"My good woman, I have said that it is not. But, if it be as you say--that there's no one else, no one concealed here--why object to my searching?"

"For her sake," reiterated the agitated woman; "for the poor lady's sake."

"I must search: understand that," said Mr. Strange. "Better let me do it quietly."

As if becoming impressed with this fact, and that it was useless to contend further, Ann Hopley suddenly took her hands off the detective, leaving him at liberty to go where he would. Passing through the kitchen, she began to attend to her saucepan of potatoes.

Armed with his full power, both of law and of will, Mr. Strange began his search. The warrant had not been obtained from Sir Karl Andinnian, but from a magistrate at Basham: it might be that he did not feel sufficiently assured of Sir Karl's good faith: therefore the Maze was not averted beforehand.

It was not a large house; the rooms were soon looked into, and nothing suspicious was to be seen.
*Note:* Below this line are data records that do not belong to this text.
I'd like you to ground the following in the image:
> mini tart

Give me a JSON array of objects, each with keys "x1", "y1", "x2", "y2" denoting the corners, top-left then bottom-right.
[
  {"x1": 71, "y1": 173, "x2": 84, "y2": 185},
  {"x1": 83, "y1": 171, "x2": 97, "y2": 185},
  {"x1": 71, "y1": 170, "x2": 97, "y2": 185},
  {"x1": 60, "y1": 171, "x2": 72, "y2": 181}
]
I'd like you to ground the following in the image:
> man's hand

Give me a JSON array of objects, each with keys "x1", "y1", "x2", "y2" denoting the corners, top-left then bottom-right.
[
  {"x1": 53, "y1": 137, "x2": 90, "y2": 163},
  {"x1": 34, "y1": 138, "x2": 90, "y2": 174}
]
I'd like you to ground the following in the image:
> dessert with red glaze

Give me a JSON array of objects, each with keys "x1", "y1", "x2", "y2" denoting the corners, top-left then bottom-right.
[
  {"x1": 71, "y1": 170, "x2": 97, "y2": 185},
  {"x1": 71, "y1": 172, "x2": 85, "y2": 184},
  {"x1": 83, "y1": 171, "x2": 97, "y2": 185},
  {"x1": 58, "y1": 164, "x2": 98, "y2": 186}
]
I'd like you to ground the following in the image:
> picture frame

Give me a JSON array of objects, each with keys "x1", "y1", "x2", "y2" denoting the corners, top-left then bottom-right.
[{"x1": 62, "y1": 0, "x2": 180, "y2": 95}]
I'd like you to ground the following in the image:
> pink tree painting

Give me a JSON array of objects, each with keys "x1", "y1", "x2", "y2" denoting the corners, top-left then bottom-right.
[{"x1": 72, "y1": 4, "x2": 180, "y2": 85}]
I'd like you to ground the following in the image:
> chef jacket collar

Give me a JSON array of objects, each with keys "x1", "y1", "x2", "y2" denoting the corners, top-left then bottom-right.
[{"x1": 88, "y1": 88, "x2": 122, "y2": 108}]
Three beds were made up in three different chambers: the one in Mrs. Grey's room and two others. Was one of these occupied by Salter? The detective could not answer the doubt. They were plain beds in plain rooms, and it might be that the two servants did not sleep together. Knocking at the door, he entered Mrs. Grey's chamber: the baby slept in its cot: she stood at the glass in her dressing-gown, her golden hair falling about her.

"I beg your pardon; madam; I beg your pardon a thousand times," said the detective, with deprecation, as he removed his hat. "The law sometimes obliges us to do disagreeable things; and we, servants of it, cannot help ourselves."

"At least tell me the meaning of all this," she said with ashy face and trembling lips. And he explained that he was searching the house with the authority of a search-warrant.

"But what is it you want? Who is it?"

Again he explained to her that they were looking after an escaped fugitive, who, it was suspected, might have taken refuge in the Maze.